Why do I always do this to myself? Just when things seem to be going good, I pull the rug out from under me. I don’t know if it’s because I’m afraid of success–so I pile on an insurmountable load of work onto my shoulders–or because I’m just a glutton for punishment.
Either way, I’ve made the decision to dedicate myself to the life of a student. I’m killing myself for no reason, and fracturing my focus between far too many disparate goals.
It’s going to be hard to face the facts when I talk to my supervisors on Monday, but this is no way for anyone to live.
I need to own up to my one responsibility now: finishing school. Everything else can wait.
I need to rediscover who I used to be. The girl who craved the company of books, who wasn’t running 24/7. I used to spend every lunch hour in high school just reading, reading, reading. The best company was that of books.
I want to find that girl again, that girl I used to be. There is nothing wrong with being close to people, but people inevitably disappoint and hurt us.
I remember one day, long ago in high school, I ditched the bus and spent all day in a playground reading the final book in the Lord of the Rings trilogy. After I read the last line I closed the book and cried. I cried because I was moved, I cried because I was scared to go to school, I cried because I was awed at what the human mind can produce when motivated.
I need to find that girl again, the one who loved books and not people. The one who cried everyday when she got home because she didn’t think about Allah for one second that day, and curled up with the Quran and read until the pain dulled.

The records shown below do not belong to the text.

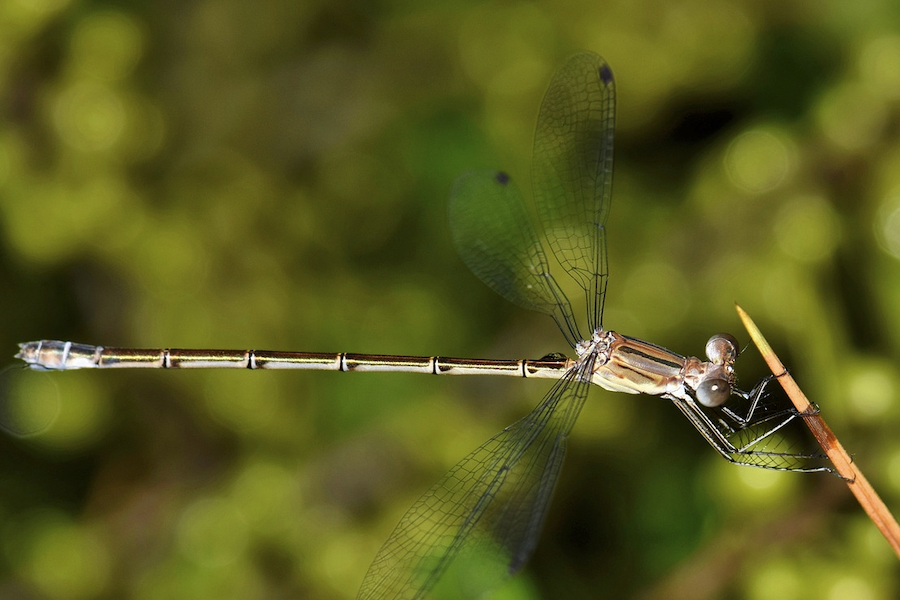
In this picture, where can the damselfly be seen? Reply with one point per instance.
(482, 520)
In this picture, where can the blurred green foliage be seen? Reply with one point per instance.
(225, 173)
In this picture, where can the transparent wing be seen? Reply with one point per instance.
(572, 172)
(481, 522)
(495, 239)
(758, 430)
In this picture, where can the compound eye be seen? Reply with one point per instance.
(722, 349)
(713, 392)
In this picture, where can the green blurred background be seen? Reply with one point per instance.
(227, 173)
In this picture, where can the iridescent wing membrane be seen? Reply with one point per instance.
(482, 520)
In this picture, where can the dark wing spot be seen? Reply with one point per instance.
(606, 74)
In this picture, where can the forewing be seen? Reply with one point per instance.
(495, 239)
(572, 172)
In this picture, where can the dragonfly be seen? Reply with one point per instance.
(481, 522)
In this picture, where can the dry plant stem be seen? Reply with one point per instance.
(844, 465)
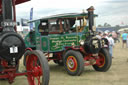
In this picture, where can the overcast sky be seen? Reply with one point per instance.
(113, 12)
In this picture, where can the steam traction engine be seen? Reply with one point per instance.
(12, 48)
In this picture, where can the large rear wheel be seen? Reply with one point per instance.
(37, 68)
(74, 62)
(103, 61)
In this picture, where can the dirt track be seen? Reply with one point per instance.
(117, 75)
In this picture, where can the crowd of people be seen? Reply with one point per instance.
(114, 37)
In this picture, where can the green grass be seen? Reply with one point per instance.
(117, 74)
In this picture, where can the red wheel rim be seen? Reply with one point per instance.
(101, 60)
(71, 63)
(34, 70)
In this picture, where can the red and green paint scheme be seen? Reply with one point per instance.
(70, 40)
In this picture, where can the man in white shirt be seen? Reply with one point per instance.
(111, 44)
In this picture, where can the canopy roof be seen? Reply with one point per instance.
(65, 15)
(17, 1)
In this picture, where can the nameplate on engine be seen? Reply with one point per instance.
(14, 49)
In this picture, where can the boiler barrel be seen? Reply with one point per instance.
(11, 46)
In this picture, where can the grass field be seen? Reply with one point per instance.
(117, 75)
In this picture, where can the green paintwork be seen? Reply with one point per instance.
(55, 42)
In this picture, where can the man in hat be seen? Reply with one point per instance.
(124, 38)
(111, 44)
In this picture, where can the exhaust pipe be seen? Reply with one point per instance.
(7, 9)
(91, 18)
(7, 12)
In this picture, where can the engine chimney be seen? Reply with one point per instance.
(91, 18)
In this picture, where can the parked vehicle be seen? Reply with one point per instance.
(71, 39)
(12, 48)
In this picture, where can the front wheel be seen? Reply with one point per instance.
(37, 68)
(103, 61)
(74, 62)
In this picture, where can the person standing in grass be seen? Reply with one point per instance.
(111, 45)
(124, 39)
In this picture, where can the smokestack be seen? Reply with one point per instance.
(7, 9)
(91, 18)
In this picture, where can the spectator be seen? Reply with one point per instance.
(124, 38)
(114, 36)
(99, 36)
(127, 41)
(111, 45)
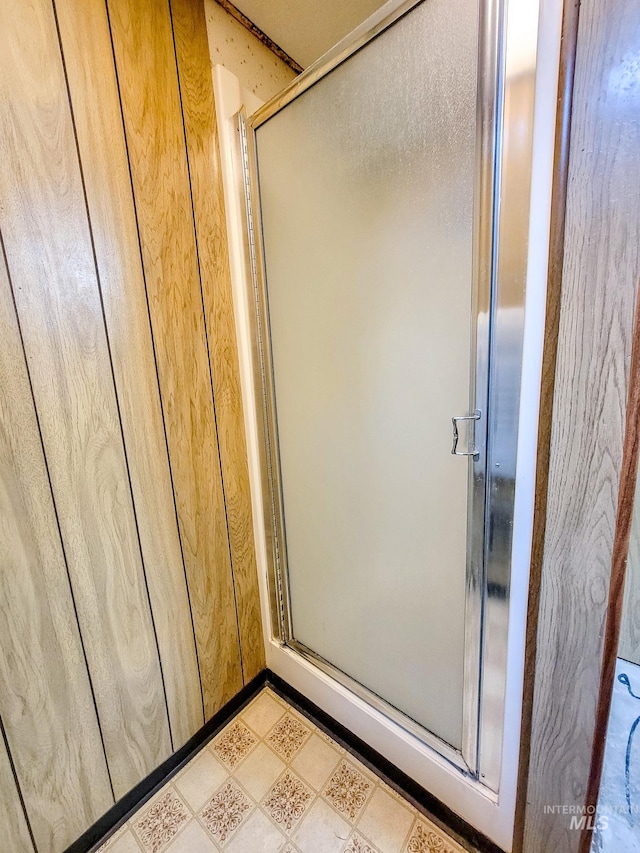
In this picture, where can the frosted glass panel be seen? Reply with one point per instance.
(366, 184)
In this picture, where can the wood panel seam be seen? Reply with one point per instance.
(3, 733)
(155, 358)
(113, 378)
(206, 334)
(58, 527)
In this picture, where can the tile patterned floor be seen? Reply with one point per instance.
(272, 781)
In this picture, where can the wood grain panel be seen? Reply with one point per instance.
(196, 87)
(630, 628)
(86, 44)
(43, 220)
(45, 694)
(145, 62)
(601, 266)
(15, 832)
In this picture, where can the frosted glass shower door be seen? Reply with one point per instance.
(366, 190)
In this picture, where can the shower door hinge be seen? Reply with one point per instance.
(472, 451)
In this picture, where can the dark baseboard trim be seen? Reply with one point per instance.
(437, 812)
(430, 806)
(121, 811)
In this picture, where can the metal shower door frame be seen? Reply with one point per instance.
(488, 534)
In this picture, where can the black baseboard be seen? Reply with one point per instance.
(120, 812)
(424, 802)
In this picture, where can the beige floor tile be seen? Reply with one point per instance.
(288, 800)
(259, 771)
(322, 830)
(315, 761)
(233, 744)
(358, 844)
(122, 842)
(263, 713)
(287, 736)
(386, 821)
(200, 779)
(192, 839)
(348, 790)
(258, 835)
(425, 837)
(227, 810)
(161, 820)
(313, 796)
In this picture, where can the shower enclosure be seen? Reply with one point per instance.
(388, 193)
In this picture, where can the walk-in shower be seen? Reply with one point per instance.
(388, 198)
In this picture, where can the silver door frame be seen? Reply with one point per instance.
(488, 533)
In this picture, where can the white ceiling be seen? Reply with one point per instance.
(305, 29)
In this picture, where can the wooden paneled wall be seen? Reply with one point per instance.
(600, 276)
(129, 609)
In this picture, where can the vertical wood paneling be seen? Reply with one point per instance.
(43, 220)
(600, 273)
(15, 832)
(630, 627)
(45, 695)
(196, 88)
(88, 56)
(145, 62)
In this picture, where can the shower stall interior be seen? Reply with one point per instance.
(393, 318)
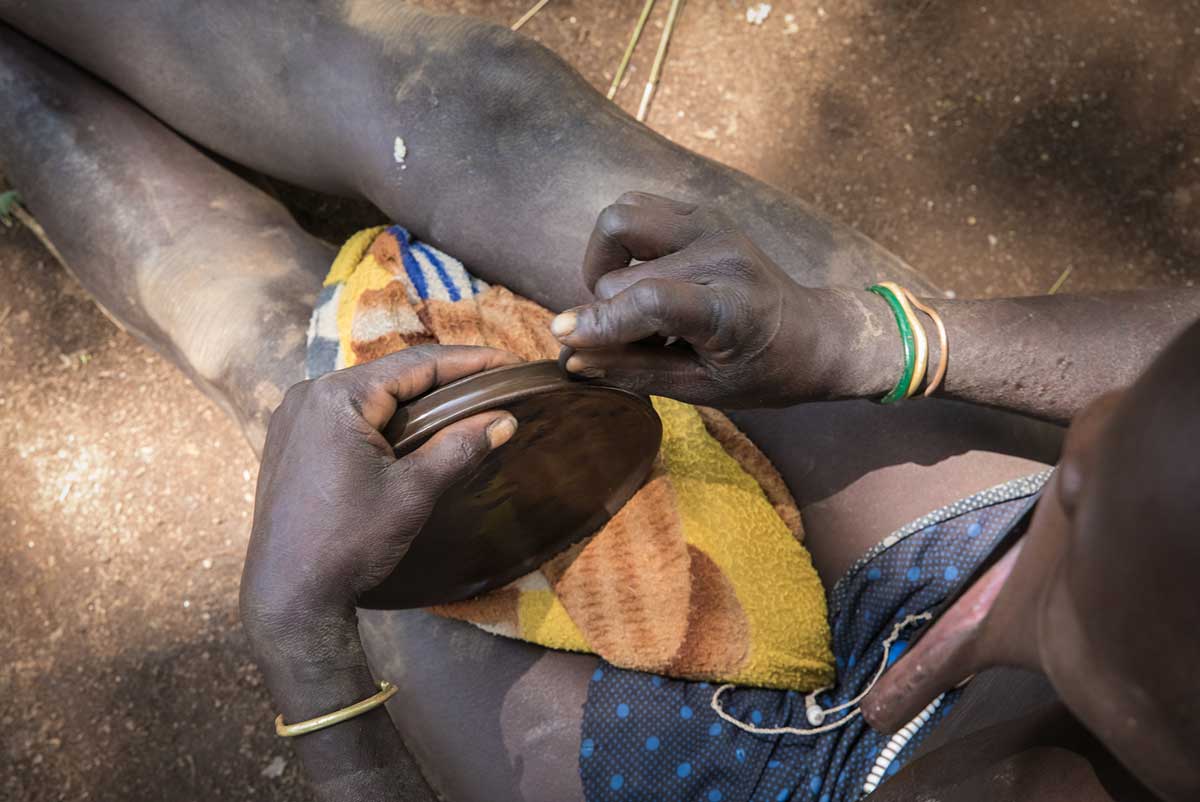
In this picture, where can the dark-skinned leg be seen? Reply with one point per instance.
(318, 93)
(840, 430)
(493, 121)
(196, 263)
(217, 277)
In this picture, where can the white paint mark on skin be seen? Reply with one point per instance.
(400, 151)
(757, 15)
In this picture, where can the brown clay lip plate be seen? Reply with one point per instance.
(580, 453)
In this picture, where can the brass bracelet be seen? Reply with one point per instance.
(943, 342)
(387, 690)
(918, 334)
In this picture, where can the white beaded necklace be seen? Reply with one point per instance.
(816, 714)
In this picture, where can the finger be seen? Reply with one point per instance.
(449, 456)
(688, 264)
(646, 370)
(640, 227)
(652, 306)
(376, 388)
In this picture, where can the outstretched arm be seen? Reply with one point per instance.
(334, 515)
(739, 333)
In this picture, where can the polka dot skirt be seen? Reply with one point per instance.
(648, 737)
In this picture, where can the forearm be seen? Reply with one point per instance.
(1044, 355)
(359, 760)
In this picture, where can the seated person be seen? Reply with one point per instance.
(216, 275)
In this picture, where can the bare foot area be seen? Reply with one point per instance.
(990, 144)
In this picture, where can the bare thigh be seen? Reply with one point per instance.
(216, 276)
(219, 277)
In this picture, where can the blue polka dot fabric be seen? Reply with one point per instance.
(653, 738)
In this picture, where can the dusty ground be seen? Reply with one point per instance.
(993, 144)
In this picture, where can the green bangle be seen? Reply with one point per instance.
(910, 351)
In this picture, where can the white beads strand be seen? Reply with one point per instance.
(897, 744)
(814, 713)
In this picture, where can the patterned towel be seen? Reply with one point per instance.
(701, 575)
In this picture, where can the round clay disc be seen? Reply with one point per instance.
(580, 452)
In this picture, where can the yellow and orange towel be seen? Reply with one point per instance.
(701, 575)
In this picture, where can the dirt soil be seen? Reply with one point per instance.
(993, 144)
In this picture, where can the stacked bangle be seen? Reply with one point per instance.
(916, 343)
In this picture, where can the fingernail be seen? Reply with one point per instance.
(564, 324)
(576, 365)
(502, 431)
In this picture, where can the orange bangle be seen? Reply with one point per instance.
(942, 341)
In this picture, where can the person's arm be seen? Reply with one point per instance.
(334, 515)
(749, 336)
(1044, 355)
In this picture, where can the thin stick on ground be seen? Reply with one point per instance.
(629, 48)
(659, 58)
(1060, 282)
(31, 223)
(538, 6)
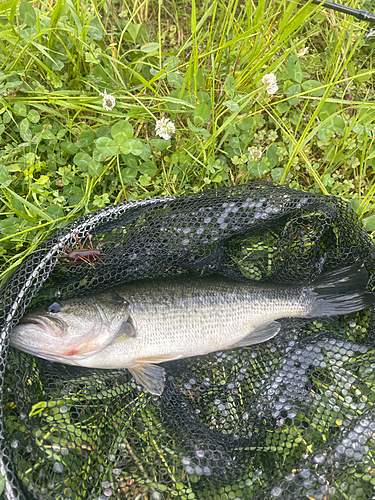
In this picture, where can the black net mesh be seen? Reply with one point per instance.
(290, 418)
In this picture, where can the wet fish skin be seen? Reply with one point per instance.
(141, 323)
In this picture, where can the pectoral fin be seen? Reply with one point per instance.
(260, 334)
(125, 331)
(152, 377)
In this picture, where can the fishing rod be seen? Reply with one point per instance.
(362, 15)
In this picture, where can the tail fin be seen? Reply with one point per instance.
(341, 291)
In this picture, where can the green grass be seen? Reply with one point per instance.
(201, 65)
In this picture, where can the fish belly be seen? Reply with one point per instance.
(178, 318)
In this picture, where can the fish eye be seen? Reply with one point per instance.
(54, 307)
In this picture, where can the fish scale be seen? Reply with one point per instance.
(146, 322)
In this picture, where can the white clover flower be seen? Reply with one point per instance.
(255, 153)
(270, 83)
(165, 128)
(109, 101)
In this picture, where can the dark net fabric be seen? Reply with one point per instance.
(291, 418)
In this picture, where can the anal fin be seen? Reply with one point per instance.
(260, 334)
(151, 377)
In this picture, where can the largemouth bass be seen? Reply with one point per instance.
(143, 323)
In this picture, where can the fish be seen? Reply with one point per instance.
(143, 323)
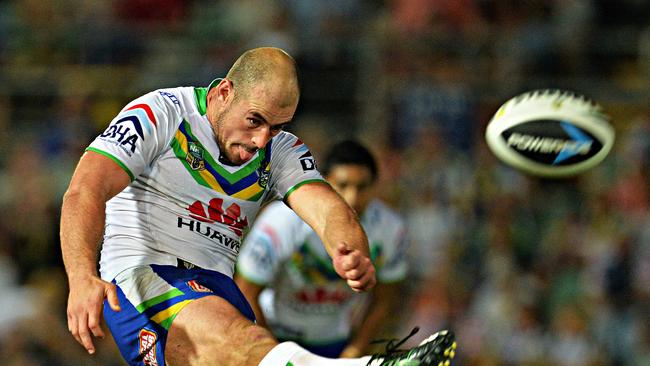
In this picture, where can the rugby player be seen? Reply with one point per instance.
(169, 189)
(302, 298)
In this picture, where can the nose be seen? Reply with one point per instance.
(261, 137)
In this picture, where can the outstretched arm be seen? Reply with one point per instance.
(338, 227)
(95, 180)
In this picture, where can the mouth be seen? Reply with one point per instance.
(246, 153)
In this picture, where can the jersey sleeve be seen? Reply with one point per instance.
(292, 165)
(268, 244)
(395, 265)
(139, 133)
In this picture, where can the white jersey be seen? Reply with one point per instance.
(306, 300)
(183, 203)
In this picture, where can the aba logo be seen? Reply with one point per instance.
(195, 156)
(147, 341)
(128, 130)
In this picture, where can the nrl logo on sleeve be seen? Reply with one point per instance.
(264, 175)
(195, 156)
(197, 287)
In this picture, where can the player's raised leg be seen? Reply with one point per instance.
(210, 331)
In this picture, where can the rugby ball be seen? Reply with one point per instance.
(550, 133)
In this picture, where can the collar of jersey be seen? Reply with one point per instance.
(201, 96)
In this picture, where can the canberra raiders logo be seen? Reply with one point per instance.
(195, 156)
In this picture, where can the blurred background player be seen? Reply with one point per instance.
(287, 277)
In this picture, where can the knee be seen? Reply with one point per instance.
(251, 332)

The girl who couldn’t sleep until she read the Quran and prayed with all her heart because it was all she had.
I was miserable in high school, but the one thing I knew was that there was only one way out: through the remembrance of God. Nothing else.
When things ameliorated for me and my family, I slowly became cocky and arrogant. I wasn’t alone anymore, I wasn’t miserable anymore. For the first time in my life I was surrounded by other Muslims in college. I slowly lost my connection to seeking solitude, and refuge in the remembrance of God and solace through prayer. My actions migrated from the inward to the outward, because for the first time in my life, my outward life was something I actually looked forward to.
Insha Allah I will find that balance. The balance between my inner spiritual life and my outward life. I can’t cultivate the outside without focusing on the inside.
I know that girl is in here somewhere. I’m gonna find her, insha Allah. She’ll step out into the sunlight, smile, sigh contentedly and murmur, “Well, I’m back.”
Then she’ll pick up a book, curl up, and rediscover the true meaning of solitude.